Why SOFI (NASDAQ:SOFI) Stock Is Worth Considering Ahead of Earnings
In all probability, SoFi (NASDAQ:SOFI) should post an earnings surprise in the third quarter. The need for personal loans keeps increasing, especially during tough economic times when people usually need additional funds. Credit card companies are becoming more aggressive with their interest rates, so people have turned to personal loans instead. SoFi has been able to capitalize on this trend because it offers both consumer financial services and lending. The future looks bright for the company. As such, we are bullish on SOFI stocks.
Investors are hoping that strong bank profits hint at the resilience of the economy. Investor optimism has been at an all-time high of late, with most reacting positively to the latest financial results from leading banks. This is great news for SOFI investors who were hoping that strong bank earnings would indicate that the financial sector is poised for a comeback.
SoFi’s stock is down over 65% year-to-date, but it could see a recovery soon. There’s only two months left of this year and if it can dish out an earnings surprise, we could see the price rally again. It’s trading at a beta of around 2.0, suggesting it’s twice as volatile as the broader market. Therefore, investing in them comes with a fair share of risk.
However, it presents itself as an excellent pre-win bet. It is currently trading at around 3.5 times forward sales, which is significantly lower compared to a few months ago.

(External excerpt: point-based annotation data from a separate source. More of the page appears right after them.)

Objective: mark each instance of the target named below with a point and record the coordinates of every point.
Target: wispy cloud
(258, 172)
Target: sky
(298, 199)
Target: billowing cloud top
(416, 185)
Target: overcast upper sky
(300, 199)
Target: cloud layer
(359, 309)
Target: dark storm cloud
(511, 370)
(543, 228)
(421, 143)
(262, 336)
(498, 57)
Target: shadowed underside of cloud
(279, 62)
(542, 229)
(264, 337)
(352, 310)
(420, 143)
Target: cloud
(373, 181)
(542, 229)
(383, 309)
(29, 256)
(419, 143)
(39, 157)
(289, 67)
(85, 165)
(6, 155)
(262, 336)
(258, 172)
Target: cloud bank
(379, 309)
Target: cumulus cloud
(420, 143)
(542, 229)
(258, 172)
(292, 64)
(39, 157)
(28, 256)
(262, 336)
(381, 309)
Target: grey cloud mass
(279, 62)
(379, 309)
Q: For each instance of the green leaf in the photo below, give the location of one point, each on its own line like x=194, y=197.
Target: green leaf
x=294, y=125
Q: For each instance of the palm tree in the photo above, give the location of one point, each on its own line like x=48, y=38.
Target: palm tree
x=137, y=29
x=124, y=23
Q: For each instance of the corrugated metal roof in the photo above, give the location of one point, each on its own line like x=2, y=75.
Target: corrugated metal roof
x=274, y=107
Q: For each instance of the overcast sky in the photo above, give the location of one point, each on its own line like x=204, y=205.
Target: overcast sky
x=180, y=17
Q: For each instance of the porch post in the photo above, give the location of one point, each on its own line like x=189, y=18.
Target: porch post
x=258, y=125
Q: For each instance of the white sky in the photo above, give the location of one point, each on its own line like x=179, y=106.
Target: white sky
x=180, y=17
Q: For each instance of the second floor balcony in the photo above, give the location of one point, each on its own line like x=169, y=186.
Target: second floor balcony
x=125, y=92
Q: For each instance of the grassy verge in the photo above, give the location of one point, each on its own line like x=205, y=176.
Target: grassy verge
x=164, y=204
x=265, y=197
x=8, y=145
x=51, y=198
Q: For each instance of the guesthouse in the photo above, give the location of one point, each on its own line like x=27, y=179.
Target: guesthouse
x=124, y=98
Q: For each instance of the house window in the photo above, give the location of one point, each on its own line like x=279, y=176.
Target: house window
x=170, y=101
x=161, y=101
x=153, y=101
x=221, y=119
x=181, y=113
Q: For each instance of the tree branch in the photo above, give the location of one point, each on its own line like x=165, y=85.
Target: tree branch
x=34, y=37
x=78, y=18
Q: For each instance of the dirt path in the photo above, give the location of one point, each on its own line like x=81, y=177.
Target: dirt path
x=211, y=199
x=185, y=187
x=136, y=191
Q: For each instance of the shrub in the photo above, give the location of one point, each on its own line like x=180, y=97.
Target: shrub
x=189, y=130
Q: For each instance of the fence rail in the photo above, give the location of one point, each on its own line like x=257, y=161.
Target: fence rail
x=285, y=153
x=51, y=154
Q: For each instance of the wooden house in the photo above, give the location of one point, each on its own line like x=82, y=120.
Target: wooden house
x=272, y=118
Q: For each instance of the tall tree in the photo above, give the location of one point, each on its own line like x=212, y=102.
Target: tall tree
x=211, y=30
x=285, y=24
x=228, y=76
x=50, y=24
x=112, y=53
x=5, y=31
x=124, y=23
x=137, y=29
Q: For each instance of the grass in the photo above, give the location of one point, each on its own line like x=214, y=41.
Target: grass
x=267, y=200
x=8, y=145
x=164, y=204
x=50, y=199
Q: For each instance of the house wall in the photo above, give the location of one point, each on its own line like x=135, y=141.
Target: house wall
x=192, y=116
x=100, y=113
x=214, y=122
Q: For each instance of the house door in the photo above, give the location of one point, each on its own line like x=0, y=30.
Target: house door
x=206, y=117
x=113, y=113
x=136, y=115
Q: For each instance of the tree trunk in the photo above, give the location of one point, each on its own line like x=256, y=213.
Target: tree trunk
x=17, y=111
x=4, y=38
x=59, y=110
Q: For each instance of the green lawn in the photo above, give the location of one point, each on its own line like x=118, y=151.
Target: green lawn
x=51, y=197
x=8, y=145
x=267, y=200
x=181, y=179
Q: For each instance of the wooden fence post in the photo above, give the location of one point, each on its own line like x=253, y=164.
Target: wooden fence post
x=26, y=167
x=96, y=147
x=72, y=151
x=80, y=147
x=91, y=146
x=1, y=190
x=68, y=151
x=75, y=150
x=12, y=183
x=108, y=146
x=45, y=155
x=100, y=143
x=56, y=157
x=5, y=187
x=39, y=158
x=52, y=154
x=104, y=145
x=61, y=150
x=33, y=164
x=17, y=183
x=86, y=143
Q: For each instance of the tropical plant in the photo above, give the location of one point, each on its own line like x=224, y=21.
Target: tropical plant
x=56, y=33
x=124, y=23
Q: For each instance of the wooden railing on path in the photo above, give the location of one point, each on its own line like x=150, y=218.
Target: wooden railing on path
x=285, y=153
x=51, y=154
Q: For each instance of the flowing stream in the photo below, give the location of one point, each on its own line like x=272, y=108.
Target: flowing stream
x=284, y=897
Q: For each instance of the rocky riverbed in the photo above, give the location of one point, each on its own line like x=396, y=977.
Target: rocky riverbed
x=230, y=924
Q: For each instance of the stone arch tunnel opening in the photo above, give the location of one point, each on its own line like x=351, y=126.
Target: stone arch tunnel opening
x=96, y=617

SoFi taps into the growing demand for personal loans
The financial services offered by SoFi aim to help consumers with their daily needs. The company has served millions of customers through high-yielding checking and savings accounts, credit cards, brokerage services and more. In addition, it offers credit products that can be approved faster and on more favorable terms thanks to its extensive database. In essence, SoFi is a financial one-stop shop.
In recent quarters, the company has beaten expectations. With third quarter results forthcoming, it is plausible to expect another solid result on the back of a robust personal credit trend that continues to grow steadily. SoFi’s expansion into new markets and its ability to offer a personalized service will make it easier to reach new customers.
Additionally, the company’s strong balance sheet is a major asset for the company. It has a whopping $707 million in cash, which gives it plenty of room to grow its business at a robust pace for the foreseeable future. Even more encouraging is that losses have improved significantly.
The company reported a loss of $0.26 per share in the second quarter of 2021, which improved 53.8% to a loss of $0.12 per share in the second quarter of this year. It is possible that the result will be positive by next year. Also, SoFi ended the quarter with 4.3 million members, a 69% increase over the prior-year period.
As such, we are incredibly positive about the future growth and success of the company. Its losses are unlikely to hamper its plans going forward, and with student loan issuance improving dramatically over the next year, SOFI stock could rally sharply.
What is the price target for SoFi stock?
As for Wall Street, SOFI stock retains a consensus rating of Moderate Buy based on six buy, three hold and zero sell assigned over the past three months. The average SOFI price target is $8.25, which means a 51.38% upside potential. Analyst price targets range from a low of $7 per share to a high of $10 per share.
Conclusion: SOFI stock is likely to beat gains
The company is expected to report its third-quarter results soon, and investors will have a better understanding of where it stands. In all likelihood, however, it should record another solid hit on both the top and bottom.
The surge in personal credit is being fueled by consumers seeking debt consolidation and easily accessible funds. SoFi has capitalized on this opportunity by increasing its origination rate faster than its peers.
Stocks are on an uptrend following recent bank gains, but investors should also brace for more volatility. The Federal Reserve is set to raise interest rates at its upcoming meetings over the next few months as inflation remains incredibly high.
Therefore, the volatility is given in the current market scenario. However, this does not detract from the quality of SoFi and a long-term bull case. Investors should take a long-term view and buy the stock while it’s trading near its 52-week low.